NTPC first among 4 PSUs lined up for FPOs this fiscal
New Delhi: Starting with power producer NTPC's FPO by early next month, four public offers of state-run companies are likely to hit the markets this fiscal which will fetch the government around Rs 30,000 crore.
According to officials close to the development, the UPA government intends to speed up the disinvestment programme in view of widening fiscal deficit which leaves very little resources to fund the government's social welfare schemes like the Mahatma National Rural Employment Guarantee Scheme.
"The Draft Red Herring Prospectus (DRHP) from NTPC is likely to be filed on Monday and expected to be cleared through fast track route for speedy clearance, so it could hit market by last week of January or first week of February," an official said.
Since NTPC is a fast track issue, it is likely to hit the market within 20-25 days. SBI and Hindalco were the only issues which were cleared on fast track, sources said.
Market regulator SEBI allows companies with good track record to go for follow-on public offer (FPO) on shorter time period after filing DRHP with the market regulator.
Rural Electrification Corporation (REC), which finances power projects in villages, is lined next after the NTPC. Sources said REC will hit the market just before Budget, which is likely to be tabled in Parliament on February 26.
Mineral giant NMDC, which has one of the lowest floating stocks, is expected to go public by around March 10. Satluj Jal Vidyut Nigam Ltd is the last go public in this fiscal.
NTPC closed 1.18 per cent higher on the Bombay Stock Exchange at Rs 230.85 on Friday, while NMDC was up 0.05 per cent at Rs 419.05.
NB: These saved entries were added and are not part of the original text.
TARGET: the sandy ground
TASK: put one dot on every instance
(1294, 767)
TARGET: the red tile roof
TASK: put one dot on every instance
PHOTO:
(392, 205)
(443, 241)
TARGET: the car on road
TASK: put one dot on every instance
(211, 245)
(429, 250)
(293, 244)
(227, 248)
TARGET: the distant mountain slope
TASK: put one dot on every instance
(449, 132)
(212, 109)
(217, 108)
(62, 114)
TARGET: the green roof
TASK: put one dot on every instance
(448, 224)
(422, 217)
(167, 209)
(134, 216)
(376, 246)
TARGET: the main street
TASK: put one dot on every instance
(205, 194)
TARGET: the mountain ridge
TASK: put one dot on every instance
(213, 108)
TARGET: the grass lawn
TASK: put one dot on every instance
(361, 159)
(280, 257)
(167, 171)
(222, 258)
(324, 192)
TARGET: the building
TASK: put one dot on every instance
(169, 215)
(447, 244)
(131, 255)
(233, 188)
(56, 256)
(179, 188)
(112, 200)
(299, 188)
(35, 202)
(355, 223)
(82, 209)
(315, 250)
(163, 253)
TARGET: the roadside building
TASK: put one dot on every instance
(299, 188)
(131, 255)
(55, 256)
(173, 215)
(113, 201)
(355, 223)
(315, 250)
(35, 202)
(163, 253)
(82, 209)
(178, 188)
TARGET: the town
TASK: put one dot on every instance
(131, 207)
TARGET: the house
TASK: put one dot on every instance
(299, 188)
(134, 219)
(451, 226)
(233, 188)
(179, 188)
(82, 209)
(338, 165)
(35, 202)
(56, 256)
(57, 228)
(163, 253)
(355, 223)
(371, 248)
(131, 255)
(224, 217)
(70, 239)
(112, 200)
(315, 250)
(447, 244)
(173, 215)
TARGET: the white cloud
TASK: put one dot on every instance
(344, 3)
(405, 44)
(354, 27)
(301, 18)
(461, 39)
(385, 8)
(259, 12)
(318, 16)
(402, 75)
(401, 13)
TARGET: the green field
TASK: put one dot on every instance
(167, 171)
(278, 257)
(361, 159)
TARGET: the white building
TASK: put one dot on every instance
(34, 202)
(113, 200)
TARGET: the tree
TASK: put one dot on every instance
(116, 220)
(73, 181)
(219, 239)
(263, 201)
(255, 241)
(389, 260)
As per the recent Cabinet decision, all profitable listed PSUs must have at least 10 per cent public holding. NMDC has just 1.62 per cent holding, which means another 8.38 per cent stake could be divested to the public.
The Cabinet also asked all unlisted profitable PSUs to list on stock exchanges. These two criteria together make around 60 PSUs eligible for disinvestment.